Presos PMs que seqüestraram mulher de 86 anos em SP

Os soldados da Polícia Militar Alexandre Fonseca e José Aparecido da Conceição, que trabalhavam no 35.º Batalhão Policial Metropolitano, em Itaquaquecetuba, na Grande São Paulo, foram presos na segunda-feira numa casa em Poá onde mantinham como refém Carmen Guerra, de 86 anos, seqüestrada havia 19 dias. Ela emagreceu dez quilos e estava muito debilitada, quase sem forças para andar. Por ter se submetido a uma cirurgia cardíaca para implantação de uma ponte de safena uma semana antes do seqüestro ela foi internada no Instituto do Coração (Incor) horas depois de libertada.

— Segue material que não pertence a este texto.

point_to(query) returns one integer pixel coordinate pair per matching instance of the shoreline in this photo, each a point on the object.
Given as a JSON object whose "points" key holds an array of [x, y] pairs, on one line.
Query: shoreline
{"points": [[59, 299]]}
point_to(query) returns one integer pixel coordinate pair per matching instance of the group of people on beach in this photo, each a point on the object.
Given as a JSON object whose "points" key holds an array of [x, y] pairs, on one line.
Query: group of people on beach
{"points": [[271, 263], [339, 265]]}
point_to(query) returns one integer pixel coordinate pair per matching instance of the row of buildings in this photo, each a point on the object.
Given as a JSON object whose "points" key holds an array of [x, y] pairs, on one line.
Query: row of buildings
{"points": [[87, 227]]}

Os investigadores da Divisão Anti-Seqüestro (DAS) encontraram Carmen trancada num quarto de 2 metros por 2 nos fundos de uma casa na chácara da Estrada do Guaió, no Jardim Nova Poá. Além dos dois PMs, os policiais prenderam uma mulher que cozinhava para a quadrilha e servia comida para a seqüestrada. Outras duas pessoas estão sendo procuradas. Uma delas seria o mandante do crime. O seqüestro ocorreu na manhã de 14 de abril na casa de Carmen no centro de Suzano, Grande São Paulo. Ela foi levada pelos dois PMs para Poá, onde ficou a maior parte do tempo com as mãos amarradas. Sérgio Guerra, filho da vítima, dono de estacionamentos, apresentou queixa à polícia. Sua preocupação e dos parentes era com o estado de saúde de Carmen por causa da cirurgia. Remédios - O contato dos seqüestradores com a família foi no dia seguinte. Eles queriam R$ 2 milhões e pediram o nome dos medicamentos que ela deveria tomar. Os telefonemas passaram a ser monitorados pela DAS. O valor do resgate caiu para R$ 1 milhão e na semana passada os seqüestradores passaram a falar em R$ 500 mil. Eles acreditavam que o filho de Carmen teria condições de pagar os R$ 500 mil. Disseram que se recebessem o dinheiro antes do sábado Carmen estaria em casa para "o dia das mães". Uma denúncia anônima levou os policiais até o cativeiro. Os soldados foram autuados por extorsão mediante seqüestro na DAS e entregues à Corregedoria da PM. O comando do 35.º Batalhão informou hoje que os soldados trabalhavam no policiamento ostensivo e respondiam a sindicâncias internas por problemas disciplinares.